Friday, February 17, 2017

Original Fire Insurance Policy

Today when you receive your homeowner policy in the mail it comes as a thick packet usually about 40-50 pages in depth.  Each year the policy renews, you get a similar package delivered to you.  On and on this goes until you sell your current house and then get another.  Once again, however, as you setup your homeowner policy on the new house you get yet another 40-50 page packet.  I mention this because it was not always this way.  Like every other industry, things used to be simpler.  The photo that is with this article is of a fire policy dating back to 1833 that hangs in our office.  During the time of this policy there was only one page to the insurance packet.  It held the logo of the insurance company on the top and then the rest of it was the contract language.  When you sold your home you did not go out and purchase another policy.  Instead you would go get the insurance policy from the prior homeowner and have it signed over to you.  If you look closely at the photo you will see where there is writing all around the document which shows the different transfers of ownership.  Ah, the simpler times.
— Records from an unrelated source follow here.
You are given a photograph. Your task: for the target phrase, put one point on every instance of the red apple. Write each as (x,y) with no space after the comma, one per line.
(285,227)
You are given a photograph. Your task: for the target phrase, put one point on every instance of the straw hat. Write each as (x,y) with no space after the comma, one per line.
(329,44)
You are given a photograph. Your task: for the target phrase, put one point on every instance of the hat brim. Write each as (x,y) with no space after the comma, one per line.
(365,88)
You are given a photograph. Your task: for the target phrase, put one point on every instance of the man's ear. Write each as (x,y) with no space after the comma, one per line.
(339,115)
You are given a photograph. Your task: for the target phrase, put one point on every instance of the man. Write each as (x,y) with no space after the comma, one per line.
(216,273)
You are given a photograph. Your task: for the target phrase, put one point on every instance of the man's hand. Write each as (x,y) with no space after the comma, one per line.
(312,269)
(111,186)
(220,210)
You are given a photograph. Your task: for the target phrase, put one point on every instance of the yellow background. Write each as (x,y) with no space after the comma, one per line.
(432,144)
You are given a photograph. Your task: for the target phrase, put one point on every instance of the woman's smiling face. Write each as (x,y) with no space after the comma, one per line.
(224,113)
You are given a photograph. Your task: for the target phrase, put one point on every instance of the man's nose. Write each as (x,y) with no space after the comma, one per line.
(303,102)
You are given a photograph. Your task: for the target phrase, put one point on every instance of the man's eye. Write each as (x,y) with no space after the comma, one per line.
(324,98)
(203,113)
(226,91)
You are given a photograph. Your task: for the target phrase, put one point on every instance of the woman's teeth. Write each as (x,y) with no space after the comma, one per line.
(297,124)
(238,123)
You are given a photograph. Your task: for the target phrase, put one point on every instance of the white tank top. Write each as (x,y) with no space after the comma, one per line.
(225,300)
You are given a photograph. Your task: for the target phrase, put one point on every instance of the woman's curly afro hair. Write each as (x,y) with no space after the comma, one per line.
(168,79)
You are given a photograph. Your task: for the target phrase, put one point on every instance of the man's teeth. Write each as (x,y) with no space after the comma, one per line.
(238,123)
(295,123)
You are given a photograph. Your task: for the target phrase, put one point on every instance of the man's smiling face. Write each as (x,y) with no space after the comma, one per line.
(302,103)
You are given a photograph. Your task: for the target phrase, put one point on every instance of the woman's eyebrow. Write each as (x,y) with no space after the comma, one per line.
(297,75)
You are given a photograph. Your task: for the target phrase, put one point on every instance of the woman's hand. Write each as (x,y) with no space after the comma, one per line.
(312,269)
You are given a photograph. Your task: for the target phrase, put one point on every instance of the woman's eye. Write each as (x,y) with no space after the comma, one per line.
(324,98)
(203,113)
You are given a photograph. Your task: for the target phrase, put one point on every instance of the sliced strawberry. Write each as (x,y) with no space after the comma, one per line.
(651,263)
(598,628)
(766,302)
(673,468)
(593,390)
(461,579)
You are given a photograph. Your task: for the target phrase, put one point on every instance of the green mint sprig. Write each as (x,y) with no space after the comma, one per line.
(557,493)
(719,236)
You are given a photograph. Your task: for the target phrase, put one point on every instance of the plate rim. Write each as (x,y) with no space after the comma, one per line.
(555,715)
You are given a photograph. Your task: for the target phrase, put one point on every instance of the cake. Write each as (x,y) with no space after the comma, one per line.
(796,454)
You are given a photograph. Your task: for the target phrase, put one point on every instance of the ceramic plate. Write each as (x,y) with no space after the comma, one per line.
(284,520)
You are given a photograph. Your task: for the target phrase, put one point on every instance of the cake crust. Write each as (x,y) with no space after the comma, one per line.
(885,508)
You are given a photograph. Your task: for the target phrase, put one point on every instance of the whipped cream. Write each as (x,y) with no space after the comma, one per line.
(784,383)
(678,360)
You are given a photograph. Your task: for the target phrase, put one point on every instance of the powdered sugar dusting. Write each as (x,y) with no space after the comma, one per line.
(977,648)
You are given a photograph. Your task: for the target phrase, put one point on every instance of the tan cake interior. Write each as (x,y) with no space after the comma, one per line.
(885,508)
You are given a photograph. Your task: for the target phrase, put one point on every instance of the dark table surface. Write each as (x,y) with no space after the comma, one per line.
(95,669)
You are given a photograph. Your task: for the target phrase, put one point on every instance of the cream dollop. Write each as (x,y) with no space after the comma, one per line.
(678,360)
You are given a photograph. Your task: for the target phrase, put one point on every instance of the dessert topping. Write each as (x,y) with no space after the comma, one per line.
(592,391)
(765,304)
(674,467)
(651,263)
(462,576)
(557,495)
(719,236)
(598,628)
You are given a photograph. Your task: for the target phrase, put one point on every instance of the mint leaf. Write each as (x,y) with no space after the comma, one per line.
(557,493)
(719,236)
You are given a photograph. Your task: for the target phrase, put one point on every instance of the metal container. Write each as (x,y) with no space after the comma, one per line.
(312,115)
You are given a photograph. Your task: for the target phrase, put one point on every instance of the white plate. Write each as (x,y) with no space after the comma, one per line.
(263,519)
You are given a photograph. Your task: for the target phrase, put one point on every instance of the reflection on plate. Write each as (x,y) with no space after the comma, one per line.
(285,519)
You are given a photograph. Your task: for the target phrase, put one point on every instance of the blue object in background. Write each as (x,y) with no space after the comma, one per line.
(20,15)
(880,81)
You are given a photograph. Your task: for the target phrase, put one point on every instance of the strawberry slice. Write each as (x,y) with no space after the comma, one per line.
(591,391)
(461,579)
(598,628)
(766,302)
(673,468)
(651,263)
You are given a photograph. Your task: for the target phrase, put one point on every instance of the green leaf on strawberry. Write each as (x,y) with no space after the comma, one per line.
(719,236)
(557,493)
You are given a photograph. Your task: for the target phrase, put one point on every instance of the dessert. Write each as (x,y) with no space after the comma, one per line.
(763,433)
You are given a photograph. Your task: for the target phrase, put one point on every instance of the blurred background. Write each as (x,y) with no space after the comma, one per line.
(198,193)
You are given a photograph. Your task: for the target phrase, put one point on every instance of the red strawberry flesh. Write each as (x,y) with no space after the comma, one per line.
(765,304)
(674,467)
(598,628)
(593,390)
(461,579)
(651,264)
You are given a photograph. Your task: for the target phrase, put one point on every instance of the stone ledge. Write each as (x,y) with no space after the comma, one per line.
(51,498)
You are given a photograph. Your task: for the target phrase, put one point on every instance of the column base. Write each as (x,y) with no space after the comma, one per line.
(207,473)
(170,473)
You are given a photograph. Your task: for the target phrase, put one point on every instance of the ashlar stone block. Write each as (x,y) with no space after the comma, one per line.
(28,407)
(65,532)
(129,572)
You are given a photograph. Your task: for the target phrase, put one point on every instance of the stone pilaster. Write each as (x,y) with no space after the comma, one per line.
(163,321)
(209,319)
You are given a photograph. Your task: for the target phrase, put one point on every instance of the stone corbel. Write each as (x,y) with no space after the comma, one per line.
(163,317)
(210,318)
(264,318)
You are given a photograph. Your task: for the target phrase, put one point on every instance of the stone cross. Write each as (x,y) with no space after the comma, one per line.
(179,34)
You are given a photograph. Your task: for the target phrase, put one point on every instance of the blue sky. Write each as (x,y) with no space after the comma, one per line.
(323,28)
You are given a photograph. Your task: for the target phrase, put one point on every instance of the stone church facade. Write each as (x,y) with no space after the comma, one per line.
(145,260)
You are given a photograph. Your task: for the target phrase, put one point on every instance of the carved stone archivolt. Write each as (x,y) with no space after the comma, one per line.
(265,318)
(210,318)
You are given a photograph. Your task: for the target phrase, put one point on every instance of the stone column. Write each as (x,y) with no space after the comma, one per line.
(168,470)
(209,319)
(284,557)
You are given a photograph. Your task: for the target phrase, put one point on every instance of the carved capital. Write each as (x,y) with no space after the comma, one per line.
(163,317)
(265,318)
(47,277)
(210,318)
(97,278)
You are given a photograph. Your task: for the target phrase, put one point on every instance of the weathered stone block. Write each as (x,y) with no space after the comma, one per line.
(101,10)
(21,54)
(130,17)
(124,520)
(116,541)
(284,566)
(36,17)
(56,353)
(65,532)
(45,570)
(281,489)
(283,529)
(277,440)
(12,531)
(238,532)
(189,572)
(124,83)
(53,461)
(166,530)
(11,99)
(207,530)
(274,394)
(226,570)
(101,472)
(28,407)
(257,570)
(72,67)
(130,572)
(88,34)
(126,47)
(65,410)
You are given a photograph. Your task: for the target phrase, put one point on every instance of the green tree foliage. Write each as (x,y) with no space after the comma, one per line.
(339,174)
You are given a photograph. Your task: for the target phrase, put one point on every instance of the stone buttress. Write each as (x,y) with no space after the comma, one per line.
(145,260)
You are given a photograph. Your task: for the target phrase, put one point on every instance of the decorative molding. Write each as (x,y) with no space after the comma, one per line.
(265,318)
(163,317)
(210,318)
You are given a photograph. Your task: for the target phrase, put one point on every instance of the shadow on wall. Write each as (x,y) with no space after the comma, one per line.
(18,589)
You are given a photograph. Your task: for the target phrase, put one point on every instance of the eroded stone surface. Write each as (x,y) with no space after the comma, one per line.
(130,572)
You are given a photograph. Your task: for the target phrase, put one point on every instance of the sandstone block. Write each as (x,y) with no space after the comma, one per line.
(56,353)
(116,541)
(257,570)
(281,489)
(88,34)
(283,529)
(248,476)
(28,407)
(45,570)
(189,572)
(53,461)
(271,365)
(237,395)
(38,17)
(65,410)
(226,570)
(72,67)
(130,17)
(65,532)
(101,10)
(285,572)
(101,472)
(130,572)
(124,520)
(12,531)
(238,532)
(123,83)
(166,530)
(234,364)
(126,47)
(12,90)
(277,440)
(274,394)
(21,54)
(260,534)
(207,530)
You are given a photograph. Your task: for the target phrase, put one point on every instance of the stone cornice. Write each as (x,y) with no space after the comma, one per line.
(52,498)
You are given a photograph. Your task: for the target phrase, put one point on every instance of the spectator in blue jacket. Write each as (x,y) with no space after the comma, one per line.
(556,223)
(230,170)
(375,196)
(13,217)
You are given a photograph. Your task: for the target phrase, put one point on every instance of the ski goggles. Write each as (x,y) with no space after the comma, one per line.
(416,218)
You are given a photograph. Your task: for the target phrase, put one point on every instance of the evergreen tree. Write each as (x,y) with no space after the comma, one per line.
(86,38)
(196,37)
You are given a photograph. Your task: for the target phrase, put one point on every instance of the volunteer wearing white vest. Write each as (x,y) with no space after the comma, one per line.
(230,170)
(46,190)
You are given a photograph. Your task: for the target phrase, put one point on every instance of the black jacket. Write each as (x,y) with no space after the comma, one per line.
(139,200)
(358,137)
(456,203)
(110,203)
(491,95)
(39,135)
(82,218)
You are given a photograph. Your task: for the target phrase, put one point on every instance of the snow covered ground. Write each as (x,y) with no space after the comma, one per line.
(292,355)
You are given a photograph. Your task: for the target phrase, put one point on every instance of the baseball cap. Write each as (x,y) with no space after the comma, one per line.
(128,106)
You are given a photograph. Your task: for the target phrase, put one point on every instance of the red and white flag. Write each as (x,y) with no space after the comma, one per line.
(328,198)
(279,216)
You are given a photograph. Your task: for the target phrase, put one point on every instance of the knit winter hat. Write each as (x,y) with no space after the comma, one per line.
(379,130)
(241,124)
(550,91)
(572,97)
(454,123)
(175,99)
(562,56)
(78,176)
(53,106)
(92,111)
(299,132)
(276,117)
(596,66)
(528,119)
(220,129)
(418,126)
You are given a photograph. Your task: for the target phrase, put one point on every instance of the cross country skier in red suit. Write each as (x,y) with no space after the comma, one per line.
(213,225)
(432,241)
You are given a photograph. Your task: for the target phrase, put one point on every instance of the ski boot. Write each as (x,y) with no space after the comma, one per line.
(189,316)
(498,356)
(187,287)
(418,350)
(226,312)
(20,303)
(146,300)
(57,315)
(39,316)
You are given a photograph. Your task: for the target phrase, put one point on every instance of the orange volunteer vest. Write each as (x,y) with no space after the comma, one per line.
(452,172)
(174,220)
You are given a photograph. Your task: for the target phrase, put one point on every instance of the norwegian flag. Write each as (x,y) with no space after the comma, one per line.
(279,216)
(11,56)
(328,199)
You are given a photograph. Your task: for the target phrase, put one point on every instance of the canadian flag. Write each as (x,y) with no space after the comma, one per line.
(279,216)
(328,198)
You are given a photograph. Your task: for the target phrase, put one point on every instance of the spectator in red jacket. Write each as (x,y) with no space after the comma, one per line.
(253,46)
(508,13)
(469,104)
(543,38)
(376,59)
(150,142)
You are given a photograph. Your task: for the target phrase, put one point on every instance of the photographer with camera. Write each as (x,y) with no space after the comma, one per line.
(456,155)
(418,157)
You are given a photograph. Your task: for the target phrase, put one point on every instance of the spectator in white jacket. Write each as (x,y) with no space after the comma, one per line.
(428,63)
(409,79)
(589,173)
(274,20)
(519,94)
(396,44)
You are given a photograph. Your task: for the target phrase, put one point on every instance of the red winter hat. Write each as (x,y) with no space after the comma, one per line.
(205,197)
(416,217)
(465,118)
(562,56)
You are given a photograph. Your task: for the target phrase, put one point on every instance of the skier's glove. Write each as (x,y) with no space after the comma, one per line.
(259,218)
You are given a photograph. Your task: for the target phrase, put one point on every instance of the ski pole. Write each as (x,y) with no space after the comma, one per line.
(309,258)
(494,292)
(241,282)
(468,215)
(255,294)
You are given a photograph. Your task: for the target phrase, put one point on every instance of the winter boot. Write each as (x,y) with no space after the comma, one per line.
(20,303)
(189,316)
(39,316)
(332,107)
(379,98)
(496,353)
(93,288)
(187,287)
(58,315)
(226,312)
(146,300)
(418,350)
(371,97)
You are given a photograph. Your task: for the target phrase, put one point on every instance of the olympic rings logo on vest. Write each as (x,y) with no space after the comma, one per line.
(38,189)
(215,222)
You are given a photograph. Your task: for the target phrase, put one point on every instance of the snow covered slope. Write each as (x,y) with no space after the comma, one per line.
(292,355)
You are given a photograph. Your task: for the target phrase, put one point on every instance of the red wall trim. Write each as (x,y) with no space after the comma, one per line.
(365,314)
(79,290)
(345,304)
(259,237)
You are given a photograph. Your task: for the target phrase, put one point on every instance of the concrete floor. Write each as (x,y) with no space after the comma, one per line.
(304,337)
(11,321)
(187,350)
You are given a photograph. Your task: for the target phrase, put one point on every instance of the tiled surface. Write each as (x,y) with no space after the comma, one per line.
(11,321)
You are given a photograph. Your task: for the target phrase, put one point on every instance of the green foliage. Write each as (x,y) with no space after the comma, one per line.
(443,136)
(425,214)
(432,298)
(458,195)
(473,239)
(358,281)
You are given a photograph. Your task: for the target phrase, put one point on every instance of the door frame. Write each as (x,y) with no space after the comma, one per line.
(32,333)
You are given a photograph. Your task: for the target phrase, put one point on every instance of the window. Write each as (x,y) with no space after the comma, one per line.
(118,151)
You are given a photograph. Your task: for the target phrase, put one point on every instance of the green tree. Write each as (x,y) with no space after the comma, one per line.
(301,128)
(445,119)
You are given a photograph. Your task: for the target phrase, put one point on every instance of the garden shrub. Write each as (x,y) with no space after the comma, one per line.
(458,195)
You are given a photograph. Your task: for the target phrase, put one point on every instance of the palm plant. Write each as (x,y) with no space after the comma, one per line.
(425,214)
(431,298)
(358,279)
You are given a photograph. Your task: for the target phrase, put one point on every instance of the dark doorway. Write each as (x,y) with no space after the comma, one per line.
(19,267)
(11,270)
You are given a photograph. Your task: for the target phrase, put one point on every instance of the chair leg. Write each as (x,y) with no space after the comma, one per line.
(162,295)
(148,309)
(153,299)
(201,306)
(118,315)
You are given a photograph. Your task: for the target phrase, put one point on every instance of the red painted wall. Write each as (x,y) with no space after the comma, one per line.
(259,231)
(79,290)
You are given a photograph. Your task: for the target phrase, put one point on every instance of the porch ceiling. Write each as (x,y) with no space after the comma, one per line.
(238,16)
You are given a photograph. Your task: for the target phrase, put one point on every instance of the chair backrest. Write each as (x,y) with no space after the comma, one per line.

One thing to note though, this policy only covered you for fire.  Damage from wind, theft, water leaks, liability, etc. had not been invented yet.  Though they were simpler times the coverage was not nearly as good as it is today.

Wednesday, February 1, 2017


A risk that is not addressed by many businesses in this era of technology is protecting data.  Whether that data is your own data or that of your clients, it constantly stands at risk of theft or corruption.  We always recommend taking risk management action such as firewalls, strong passwords, management of mobile devices, etc.  However, one other risk management action we recommend is the purchase of insurance that will cover your business for network data breaches, electronic copy write infringements and computer viruses.  We strongly recommend this to businesses that deal with Personal Identifiable Information (PII) which are things like dates of birth, social security numbers, addresses, credit card information, financial information and health information.    

Your typical liability and property insurance policies do not have the type of coverage that best protect your business if you were subject to a cyber-attack or stolen data.  There are specialty policies built to help keep your business going after such claims.